The Tito group based its initial calculations on a Falcon 9 heavy rocket for launch. SpaceX, which plans to fly the 27-engine heavy-lift variant of its commercial cargo rocket for the first time this year, says although it does not have an “official relationship” with the Inspiration Mars Foundation,” it “will always consider providing a full spectrum of launch services to interested customers.”

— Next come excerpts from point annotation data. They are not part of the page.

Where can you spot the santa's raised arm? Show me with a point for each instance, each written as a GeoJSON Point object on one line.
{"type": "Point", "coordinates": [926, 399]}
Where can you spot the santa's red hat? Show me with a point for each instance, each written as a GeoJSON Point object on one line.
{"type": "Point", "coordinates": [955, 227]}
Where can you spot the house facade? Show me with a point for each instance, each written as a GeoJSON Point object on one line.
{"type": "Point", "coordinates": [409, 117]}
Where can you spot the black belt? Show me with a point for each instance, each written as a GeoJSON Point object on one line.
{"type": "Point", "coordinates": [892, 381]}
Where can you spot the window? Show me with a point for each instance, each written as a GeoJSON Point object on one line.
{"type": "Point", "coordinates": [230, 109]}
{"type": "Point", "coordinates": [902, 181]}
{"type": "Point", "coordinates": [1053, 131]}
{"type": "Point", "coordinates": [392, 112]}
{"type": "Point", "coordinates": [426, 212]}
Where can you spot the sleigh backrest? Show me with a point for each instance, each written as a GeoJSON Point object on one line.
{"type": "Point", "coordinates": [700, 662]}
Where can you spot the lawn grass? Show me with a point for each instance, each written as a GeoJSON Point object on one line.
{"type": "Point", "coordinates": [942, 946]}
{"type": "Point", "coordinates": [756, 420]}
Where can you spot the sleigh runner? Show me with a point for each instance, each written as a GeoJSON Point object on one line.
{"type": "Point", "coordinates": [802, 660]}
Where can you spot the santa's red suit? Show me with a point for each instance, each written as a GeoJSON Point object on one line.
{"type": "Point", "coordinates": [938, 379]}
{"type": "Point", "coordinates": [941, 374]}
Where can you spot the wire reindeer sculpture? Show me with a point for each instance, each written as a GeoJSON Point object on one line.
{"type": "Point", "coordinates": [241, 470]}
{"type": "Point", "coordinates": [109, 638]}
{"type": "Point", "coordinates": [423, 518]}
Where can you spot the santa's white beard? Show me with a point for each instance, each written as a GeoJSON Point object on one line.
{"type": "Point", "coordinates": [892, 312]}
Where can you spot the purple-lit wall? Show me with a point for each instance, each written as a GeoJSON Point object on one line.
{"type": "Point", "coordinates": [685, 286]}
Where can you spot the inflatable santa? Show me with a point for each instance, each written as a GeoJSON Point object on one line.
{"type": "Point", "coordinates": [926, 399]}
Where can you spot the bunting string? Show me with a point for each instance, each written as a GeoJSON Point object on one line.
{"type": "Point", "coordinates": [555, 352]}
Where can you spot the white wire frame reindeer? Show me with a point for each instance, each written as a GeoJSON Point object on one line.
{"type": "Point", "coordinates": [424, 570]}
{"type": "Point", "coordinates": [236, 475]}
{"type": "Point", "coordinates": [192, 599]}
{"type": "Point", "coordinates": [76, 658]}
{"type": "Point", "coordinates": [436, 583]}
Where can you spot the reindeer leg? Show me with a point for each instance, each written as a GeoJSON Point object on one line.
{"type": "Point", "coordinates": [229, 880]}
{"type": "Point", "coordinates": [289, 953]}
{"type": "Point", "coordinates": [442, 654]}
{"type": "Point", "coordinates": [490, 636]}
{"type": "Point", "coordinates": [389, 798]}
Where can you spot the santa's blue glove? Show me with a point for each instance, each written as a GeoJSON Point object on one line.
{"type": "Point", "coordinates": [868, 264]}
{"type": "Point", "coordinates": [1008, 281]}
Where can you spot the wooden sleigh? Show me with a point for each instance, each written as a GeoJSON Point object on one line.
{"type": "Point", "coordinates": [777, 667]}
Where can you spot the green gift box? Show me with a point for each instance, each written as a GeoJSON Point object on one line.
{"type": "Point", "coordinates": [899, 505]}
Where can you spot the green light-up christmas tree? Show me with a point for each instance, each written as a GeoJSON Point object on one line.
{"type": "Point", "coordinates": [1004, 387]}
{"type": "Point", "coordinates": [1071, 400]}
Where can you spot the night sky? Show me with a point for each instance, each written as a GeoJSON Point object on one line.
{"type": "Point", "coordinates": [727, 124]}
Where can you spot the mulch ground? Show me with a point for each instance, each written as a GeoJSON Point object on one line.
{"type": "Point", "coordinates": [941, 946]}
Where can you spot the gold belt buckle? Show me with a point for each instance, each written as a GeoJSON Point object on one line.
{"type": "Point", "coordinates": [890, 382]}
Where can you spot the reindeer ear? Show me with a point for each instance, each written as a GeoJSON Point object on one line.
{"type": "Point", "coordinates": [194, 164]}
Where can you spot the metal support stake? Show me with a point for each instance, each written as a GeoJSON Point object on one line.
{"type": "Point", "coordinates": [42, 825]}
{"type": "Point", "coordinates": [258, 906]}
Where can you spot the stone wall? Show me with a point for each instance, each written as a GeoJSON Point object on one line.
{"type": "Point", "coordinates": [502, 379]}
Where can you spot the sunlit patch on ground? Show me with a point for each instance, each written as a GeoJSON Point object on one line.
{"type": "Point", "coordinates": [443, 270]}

Tito's non-profit foundation is examining a range of options for the launch vehicle, crew capsule and habitat, working under a tight deadline. To cover the overall mission, which Tito says he believes will cost less than the $2.5 billion NASA is spending on the Mars Science Laboratory operation, the foundation will raise funds from industry, individuals and others willing to make “philanthropic” donations to spark interest in the U.S. space program. “I don't think it's going to be a real difficult problem,” he says.

By comparison, NASA officials say a planned 2020 robotic Mars landing mission, using a solar-powered version of the Curiosity rover, is capped at $1.5 billion, with room for $80 million worth of U.S. instruments and perhaps another $20 million in foreign contributions.

At that rate, Tito says, the next free-return Mars-flyby opportunity in 2031 could be seized by China or another spacefaring nation. But even if the obstacles to meeting the 2018 deadline prove too great, he says, “the benefits go to the public,” and NASA can use them in its own deep-space human-spaceflight program later on.